My voice was shaking and I just wanted to crawl under a rock
until time evolved into something else. My mother’s eyes where
blood shot and huge. And her face was all red and blotchy. A
million wrinkles lined her mouth and forehead. I mean they
weren’t really wrinkles, more like bags of skin. She just stood
in my doorway looking at me.
I had my back against the headboard of my bed in the corner.
My knees were brought up my chest, my arms wrapped around them.
She had asked me straight out if I did drugs. I was in the middle
of watching Buffy The Vampire Slayer, mortified she
would even think of asking me a question like that.
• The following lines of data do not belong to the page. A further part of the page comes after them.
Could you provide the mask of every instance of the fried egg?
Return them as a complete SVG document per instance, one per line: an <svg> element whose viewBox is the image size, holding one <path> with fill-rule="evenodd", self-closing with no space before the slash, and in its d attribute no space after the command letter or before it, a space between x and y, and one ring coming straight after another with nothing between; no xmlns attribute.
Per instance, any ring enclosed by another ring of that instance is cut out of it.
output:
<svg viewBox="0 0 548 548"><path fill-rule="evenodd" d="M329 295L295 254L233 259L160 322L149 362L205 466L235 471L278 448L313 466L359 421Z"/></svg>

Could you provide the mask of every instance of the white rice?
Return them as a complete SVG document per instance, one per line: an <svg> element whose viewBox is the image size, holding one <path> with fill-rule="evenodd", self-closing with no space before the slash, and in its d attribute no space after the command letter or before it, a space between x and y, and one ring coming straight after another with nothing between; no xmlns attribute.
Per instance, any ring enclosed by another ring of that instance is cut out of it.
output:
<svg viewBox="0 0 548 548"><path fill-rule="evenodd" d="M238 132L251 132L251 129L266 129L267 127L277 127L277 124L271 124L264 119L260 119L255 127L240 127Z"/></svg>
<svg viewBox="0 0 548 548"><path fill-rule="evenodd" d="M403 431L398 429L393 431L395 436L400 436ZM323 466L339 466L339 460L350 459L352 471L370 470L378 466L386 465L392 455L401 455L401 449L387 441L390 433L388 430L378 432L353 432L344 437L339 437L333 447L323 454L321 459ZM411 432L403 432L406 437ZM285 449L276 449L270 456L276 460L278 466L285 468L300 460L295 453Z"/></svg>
I’ve never
ever touched a single drug in my life. And she thinks now is a
good time to ask me? We talked about drugs back when I was in
middle school and I understood fully well what they were capable
of doing: The first time is addiction, it’s hard as anything to
stop, and bad things can happen to you (like death). Addiction.
Nasty words. I was just shell-shocked that she would even think I
would do them. I told her, “No, I don’t do drugs.” And she
proceeded to interrogate me.
“No, I’m being serious. Are you doing drugs? Because I
think you are. You aren’t being your self lately.” Again I
told her flat out no. I tried to explain how I was being my
self lately. “Because I’ve been doing what I do every Tuesday
Night. I watch Buffy.” So, I had no idea where she was getting
her ideas. And this was really starting to bother me. She placed
her hands on the rails of my Daybed and looked at me. “I think
we should go see a doctor.” I was about ready to scream. I
swallowed the big lump in my throat. And said, “Mom, I don’t
do drugs. Why would I do them?” School was going fine. Nothing
has changed all that much. Maybe I ate too many cookies for a
snack and that set her off. I was choking back tears and I was
really upset.
Why wouldn’t she get it through her head that I don’t do
drugs? She shook her head, “No. See this is why we are going to
see a doctor tomorrow.” Her hair was all over the place and she
made this nervous gesture by sweeping it away from her face.
“Mom, I don’t do drugs.” I raised my voice to make my point.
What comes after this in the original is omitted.